En revanche, les infirmiers en soins généraux ne détiennent pas nécessairement cette culture de base notamment parce que leur formation initiale n’aborde que trop peu cette pratique. Au sein de l’Institut de formation en soins infirmiers (Ifsi) rattaché à l’université Paris 13e, « nous intervenons pour parler de la recherche dès le premier jour, souligne Monique Rothan-Tondeur. L’idée est de faire en sorte que les étudiants en soins infirmiers pensent à s’appuyer sur la recherche dans leur pratique. »

La recherche universitaire

Monique Rothan-Tondeur

Monique Rothan-Tondeur. © DR

Du côté universitaire, les diplômes de type Master sont une bonne porte d’entrée pour la recherche. Après l’acquisition de ce diplôme, les infirmiers peuvent poursuivre avec un doctorat. Ils ne peuvent cependant pas encore s’engager dans un doctorat en sciences infirmières puisqu’il n’existe pas en France. Ils peuvent néanmoins effectuer un doctorat en sciences de l’éducation, sciences humaines, anthropologie, épidémiologie, santé publique…

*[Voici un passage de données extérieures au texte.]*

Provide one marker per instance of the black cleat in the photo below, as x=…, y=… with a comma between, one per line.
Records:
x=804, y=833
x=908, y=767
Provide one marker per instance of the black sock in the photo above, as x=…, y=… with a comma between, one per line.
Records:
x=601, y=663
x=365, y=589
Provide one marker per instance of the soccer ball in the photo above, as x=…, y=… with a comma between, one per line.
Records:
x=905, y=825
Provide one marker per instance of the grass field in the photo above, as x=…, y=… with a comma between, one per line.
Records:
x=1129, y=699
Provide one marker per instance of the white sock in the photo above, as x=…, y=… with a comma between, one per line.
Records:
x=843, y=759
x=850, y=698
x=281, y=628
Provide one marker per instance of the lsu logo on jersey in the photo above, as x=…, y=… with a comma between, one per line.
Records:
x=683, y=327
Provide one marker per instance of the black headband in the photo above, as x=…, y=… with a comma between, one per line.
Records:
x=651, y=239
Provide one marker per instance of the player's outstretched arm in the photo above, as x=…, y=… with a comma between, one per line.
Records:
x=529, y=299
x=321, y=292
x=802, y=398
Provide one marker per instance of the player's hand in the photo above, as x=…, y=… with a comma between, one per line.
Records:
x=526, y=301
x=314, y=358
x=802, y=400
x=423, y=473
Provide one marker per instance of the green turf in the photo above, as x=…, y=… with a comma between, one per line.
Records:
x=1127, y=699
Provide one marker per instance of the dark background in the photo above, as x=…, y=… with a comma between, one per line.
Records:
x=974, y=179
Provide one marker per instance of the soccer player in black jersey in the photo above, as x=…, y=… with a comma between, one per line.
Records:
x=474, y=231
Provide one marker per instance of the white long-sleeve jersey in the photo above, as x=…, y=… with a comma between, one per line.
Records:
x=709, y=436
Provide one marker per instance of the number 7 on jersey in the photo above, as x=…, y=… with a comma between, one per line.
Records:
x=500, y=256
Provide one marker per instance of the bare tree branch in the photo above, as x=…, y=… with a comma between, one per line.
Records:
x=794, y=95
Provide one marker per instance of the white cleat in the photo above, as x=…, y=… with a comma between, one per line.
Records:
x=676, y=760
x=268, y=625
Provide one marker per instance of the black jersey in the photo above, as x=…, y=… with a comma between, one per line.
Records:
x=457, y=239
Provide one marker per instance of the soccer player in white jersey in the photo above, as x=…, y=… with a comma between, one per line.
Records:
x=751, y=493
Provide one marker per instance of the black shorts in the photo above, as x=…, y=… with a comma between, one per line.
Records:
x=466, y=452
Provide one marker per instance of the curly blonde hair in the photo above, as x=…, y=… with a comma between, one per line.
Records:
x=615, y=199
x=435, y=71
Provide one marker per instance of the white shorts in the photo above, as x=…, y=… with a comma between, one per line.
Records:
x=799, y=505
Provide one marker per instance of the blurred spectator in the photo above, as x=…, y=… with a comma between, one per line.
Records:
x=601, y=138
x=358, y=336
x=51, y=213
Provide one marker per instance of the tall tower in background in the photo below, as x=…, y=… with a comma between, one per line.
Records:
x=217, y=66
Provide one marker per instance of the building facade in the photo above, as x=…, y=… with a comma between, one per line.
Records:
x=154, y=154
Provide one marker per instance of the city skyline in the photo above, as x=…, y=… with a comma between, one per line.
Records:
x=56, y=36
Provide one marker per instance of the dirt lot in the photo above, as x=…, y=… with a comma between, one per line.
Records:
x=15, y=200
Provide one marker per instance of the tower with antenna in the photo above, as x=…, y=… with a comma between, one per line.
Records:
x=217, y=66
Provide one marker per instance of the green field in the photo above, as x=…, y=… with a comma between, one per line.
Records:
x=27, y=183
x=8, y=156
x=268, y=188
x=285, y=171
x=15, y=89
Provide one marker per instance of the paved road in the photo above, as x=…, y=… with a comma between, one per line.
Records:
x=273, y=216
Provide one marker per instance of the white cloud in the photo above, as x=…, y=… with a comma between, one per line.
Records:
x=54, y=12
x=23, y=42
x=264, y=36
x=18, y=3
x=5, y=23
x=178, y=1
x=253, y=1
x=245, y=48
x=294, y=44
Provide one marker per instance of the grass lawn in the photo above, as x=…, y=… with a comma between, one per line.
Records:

La situation pourrait être amenée à évoluer puisque la mise en place, le 30 octobre 2019, d’un Conseil national des universités (CNU) en sciences infirmières permet d’envisager des postes de maîtres de conférences pour les infirmiers titulaires d’une thèse de sciences (lire encadré).

En attendant, « les infirmiers ont aussi la possibilité d’effectuer une thèse en co-tutelle », indique Chantal Eymard, maître de conférences HDR émérite. Dans ce cadre, l’étudiant réalise une thèse dans une discipline qui permet d’éclairer les sujets de recherche liés aux soins, en psychologie, sociologie, physiologie, biostatistiques, histoire de la santé, etc.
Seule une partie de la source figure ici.